Classification: UNCLASSIFIED
Caveats: NONE
R version 3.2.0 (2015-04-16)
Platform: x86_64-unknown-linux-gnu (64-bit)
Running under: Ubuntu 14.04.2 LTS
locale:
.... (US.UTF-8 and C ... ellipsis because I'm having to retype the error message without cut-and-paste, if locale data is important, I can re-send)
Attached base packages:
[1] stats graphics grDevices utils datasets methods base
Other attached packages:
[1] MonetDB.R_0.9.7 digest_0.6.8 DBI_0.3.1
-----Original Message-----
From: users-list [mailto:users-list-bounces+glover.e.george=usace.army.mil@monetdb.org] On Behalf Of Anthony Damico
Sent: Friday, June 12, 2015 3:57 PM
To: Communication channel for MonetDB users
Subject: [EXTERNAL] Re: Performing a quantile in R from a MonetDB.R db with 300million rows (UNCLASSIFIED)
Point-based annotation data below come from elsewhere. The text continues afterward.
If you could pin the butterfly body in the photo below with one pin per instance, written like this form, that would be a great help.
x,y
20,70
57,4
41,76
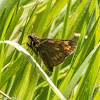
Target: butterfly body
x,y
52,51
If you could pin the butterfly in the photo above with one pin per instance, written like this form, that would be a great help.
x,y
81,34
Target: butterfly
x,y
51,51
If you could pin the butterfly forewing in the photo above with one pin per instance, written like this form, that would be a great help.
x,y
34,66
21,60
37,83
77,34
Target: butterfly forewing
x,y
53,52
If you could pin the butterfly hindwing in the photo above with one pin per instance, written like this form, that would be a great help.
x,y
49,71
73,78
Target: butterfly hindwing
x,y
53,52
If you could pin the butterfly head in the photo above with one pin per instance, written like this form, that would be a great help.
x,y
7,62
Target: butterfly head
x,y
32,40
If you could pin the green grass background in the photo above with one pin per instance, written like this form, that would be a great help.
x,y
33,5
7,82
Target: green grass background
x,y
78,77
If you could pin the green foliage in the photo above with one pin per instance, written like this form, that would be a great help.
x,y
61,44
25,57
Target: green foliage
x,y
78,77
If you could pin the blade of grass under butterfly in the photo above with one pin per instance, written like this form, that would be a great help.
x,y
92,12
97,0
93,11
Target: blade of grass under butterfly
x,y
38,68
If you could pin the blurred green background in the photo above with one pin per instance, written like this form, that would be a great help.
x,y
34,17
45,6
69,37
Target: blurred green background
x,y
78,77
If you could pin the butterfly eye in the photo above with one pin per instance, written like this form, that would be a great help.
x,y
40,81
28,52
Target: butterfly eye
x,y
30,37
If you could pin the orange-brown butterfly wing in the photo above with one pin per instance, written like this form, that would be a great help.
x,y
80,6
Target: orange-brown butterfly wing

howdy, after you hit the error type
sessionInfo()
into the R console and send the output? thanks
On Fri, Jun 12, 2015 at 4:49 PM, George, Glover E ERD-MS wrote:
Classification: UNCLASSIFIED
Caveats: NONE
Hi all,
I'm currently trying to compare the performance of R's quantile function to that of MonetDB's. I have a table loaded with the TPC-H benchmark's data (scale factor of 50). I'm trying to return ~300 million rows of data (select l_extendedprice from lineitem), and although I have 256G of RAM, I'm getting the following:
Error in paste(0)("",resp, collapse="") :
Result would exceed 2^31-1 bytes
The R statement is :
x = dbGetQuery(conn, "select l_extendedprice from lineitem")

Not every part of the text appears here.